In 2019, the La Crosse started to become unreliable, so it was replaced with the Davis. This is a professional quality unit with the capablility to add extra sensors if desired.
The anemometer measures the current windspeed and direction. It is mounted on the peak of the gable-end of the house so that the structure of the building creates minimal interference with speed or direction. The data is wirelessly sent direct to the base unit. The transmitter is solar powered but has a back-up lithium battery. I have elected to use knots as my basic measurement, mostly because of my background in the Merchant Navy where knots are still used.
The ISS fulfills several functions. It measures the outside temperature; it measures the outside humidity; it measures the rainfall; and it wirelessly relays all this data back to the base unit. The ISS is sited on the back fence, clear of artificial heat-sources such as central heating boiler flues, not in the immediate shelter of any building or trees, and not affected by any dew forming at ground level.
The rain gauge collects rainwater in the funnel and channels it into a small counter-balanced bucket. As the bucket fills, it tips the counter-balance, which empties it and records one "unit" of rain "collected". The base unit counts the number of tips made and calculates the quantity and rate of rainfall. I have elected to use the old British unit of inches as my basic measurement.
This unit measures the outside temperature and humidity.
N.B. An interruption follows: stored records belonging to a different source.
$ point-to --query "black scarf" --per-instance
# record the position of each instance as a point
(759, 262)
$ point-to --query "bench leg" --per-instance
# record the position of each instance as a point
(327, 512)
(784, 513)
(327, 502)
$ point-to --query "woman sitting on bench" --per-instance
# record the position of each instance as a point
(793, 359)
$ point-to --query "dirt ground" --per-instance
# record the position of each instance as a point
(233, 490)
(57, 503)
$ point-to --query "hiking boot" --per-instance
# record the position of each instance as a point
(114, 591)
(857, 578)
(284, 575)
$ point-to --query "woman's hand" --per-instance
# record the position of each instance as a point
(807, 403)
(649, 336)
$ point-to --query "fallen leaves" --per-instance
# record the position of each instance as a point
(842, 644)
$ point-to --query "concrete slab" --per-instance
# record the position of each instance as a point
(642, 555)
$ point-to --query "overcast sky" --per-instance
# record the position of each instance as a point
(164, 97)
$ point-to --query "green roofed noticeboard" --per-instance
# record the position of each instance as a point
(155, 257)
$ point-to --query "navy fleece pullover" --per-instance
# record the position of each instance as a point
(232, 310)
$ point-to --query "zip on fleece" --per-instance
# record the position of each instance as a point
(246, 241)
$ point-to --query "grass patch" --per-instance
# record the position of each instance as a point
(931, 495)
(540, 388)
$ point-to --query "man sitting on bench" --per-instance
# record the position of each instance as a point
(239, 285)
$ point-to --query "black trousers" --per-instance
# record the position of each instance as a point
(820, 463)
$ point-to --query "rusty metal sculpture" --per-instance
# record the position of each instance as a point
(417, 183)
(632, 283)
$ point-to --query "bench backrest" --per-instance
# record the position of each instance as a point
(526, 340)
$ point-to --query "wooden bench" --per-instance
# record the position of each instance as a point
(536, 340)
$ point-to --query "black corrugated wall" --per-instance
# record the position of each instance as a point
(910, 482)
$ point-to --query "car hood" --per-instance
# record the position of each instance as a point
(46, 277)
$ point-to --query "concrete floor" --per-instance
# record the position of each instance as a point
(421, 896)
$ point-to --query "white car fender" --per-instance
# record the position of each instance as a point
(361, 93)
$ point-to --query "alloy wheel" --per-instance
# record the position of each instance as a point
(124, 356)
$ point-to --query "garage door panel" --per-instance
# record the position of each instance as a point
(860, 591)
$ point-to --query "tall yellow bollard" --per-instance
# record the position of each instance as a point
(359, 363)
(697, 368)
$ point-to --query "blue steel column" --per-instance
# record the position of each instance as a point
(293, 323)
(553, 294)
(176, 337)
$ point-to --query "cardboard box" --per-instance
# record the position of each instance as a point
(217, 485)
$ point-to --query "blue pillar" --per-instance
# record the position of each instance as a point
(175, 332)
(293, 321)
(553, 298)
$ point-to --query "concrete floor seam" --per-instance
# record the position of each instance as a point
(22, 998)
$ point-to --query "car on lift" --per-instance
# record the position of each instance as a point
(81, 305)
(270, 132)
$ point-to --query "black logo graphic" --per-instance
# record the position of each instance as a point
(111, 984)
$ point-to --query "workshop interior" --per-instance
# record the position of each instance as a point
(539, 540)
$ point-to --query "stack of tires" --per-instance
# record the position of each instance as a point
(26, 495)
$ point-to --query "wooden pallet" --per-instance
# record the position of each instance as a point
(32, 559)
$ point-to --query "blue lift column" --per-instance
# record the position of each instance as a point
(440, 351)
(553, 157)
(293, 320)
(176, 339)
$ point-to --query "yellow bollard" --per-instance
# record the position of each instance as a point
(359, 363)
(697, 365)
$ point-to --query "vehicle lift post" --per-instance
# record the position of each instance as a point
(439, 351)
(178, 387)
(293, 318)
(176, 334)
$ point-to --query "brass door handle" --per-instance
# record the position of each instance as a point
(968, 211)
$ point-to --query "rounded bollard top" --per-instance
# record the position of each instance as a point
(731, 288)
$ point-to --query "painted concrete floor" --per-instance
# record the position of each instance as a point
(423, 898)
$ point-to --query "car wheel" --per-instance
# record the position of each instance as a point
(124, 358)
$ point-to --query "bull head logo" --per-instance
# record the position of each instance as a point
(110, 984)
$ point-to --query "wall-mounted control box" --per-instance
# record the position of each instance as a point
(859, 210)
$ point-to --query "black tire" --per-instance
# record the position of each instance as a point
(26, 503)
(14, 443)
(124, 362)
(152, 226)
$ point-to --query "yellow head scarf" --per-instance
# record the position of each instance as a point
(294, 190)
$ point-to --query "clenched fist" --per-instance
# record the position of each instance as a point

I have elected to use Celsius as my basic measurement of temperature as it is the standard in Europe.
The base unit (right) wirelessly collects all the data from the sensor and anemometer and displays current details on its screen. Buttons on the right allow the user to select different aspects of the current weather to view. There is also provision for alarms to flash/sound when certain maxima or minima are exceeded. It also contains a thermo/hygro unit for indoor temperature and humidity, and a barometer to record the atmospheric pressure. Pressure at any given point on the Earth changes with altitude (the higher you are, the lower the pressure). In order to compare different locations and create a pressure chart, it is necessary to use a "standard" altitude - this is set at Mean Sea Level and all readings are corrected to refer to this level (see conversions page for more details). This station's readings have been corrected for its altitude of 58m (a correction of +7.0 hPa) and all values quoted are for Sea Level. I have elected to use hPa (hectopascals) as my basic measurement of pressure as this is the modern equivalent of millibars (mb) - 1 millibar = 100 pascals. A page of conversion factors is available.
The screen display on the netbook (left) provides more information than on the station base unit without pressing buttons. It also includes graphs of the last 12 hours trend for (my settings) temperature, humidity, wind direction and speed, rainfall, and pressure. By clicking on-screen buttons, other graphs and tables can be viewed. The software also provides a facility to create web output from the data in graphic form - some of these can be seen on other pages in this site.